An appreciative reader penned the review below for the Journal of Neurological Sciences. It has been accepted and is now in print online.
While the predominant audience for Carrying The Black Bag: A Neurologist’s Bedside Tales was thought to be a popular audience, the book has also been very well received by physicians, nurses, and allied health personnel. This acceptance has proved most gratifying for the author as my book deals principally with a humanistic approach to medicine. The author of the book review, Dr. Steve Roach, got it! For this I am most grateful.

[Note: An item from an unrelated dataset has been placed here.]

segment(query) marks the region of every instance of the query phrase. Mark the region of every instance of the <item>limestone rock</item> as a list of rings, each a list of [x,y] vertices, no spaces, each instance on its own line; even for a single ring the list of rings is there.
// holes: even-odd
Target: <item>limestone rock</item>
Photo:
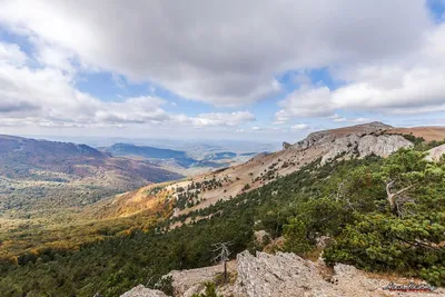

Carrying The Black Bag makes a great Christmas (Hanukkah) gift and can be purchased from Amazon, Barnes & Noble, Texas Tech University Press, as well as your local independent bookstore.
Dr. Roach’s review is as follows:
Carrying the Black Bag: A Neurologist’s Bedside Tales, by Tom Hutton, 240 pages. Texas Tech University Press, 2015. $27.95.
- Steve Roach, MD
Ohio State University
Key words: humanism; history of medicine; Parkinson disease
Thomas Hutton is a retired neurologist whose career spanned four decades. During this time, he witnessed the introduction of computed tomography, magnetic resonance imaging, and numerous new medications. He experienced the dawn of the genetic revolution and the arrival of the electronic medical record. But this book is about people, not technology, so it is fitting that the metaphor Hutton selected for the title of his reminiscences is the traditional black physician’s bag.
Hutton is a master story teller whose patient sketches are reminiscent of those of A. R. Luria and Oliver Sachs. He studied with Luria and duly credits the influence of both men. Hutton intermingles his own story with those of his patients, telling of the football injury that led to his becoming a doctor and his days as a trainee with A. B. Baker. There is even an entertaining medical detective story about a man with repeated arsenic poisoning.
But the heart and soul of this book are the lovingly told patient stories. Never have I read a more poignant tale of love lost than Hutton’s account of Maggie and Ned, two poor migrant workers who had been life-long soul-mates until Maggie’s sudden death. One cannot help but smile at the elderly man who pleaded for relief after his girlfriend developed nymphomania due to her Parkinson disease medication. There is a sweet story about an elderly man who made sandwiches each afternoon for three dogs who came to play pinochle, a complex but pleasant hallucination resulting from his medication. Whether sad or funny, Hutton’s patient stories are respectfully told and never patronizing.
To practice humanistic medicine, one must be in touch with one’s own humanity. Clearly the author has a deep respect for people and a keen eye for the human condition. This is an entertaining book that most physicians will enjoy reading. It also offers an effective antidote for the technology overload of today’s medicine and a glimpse at what medicine once was and could be again.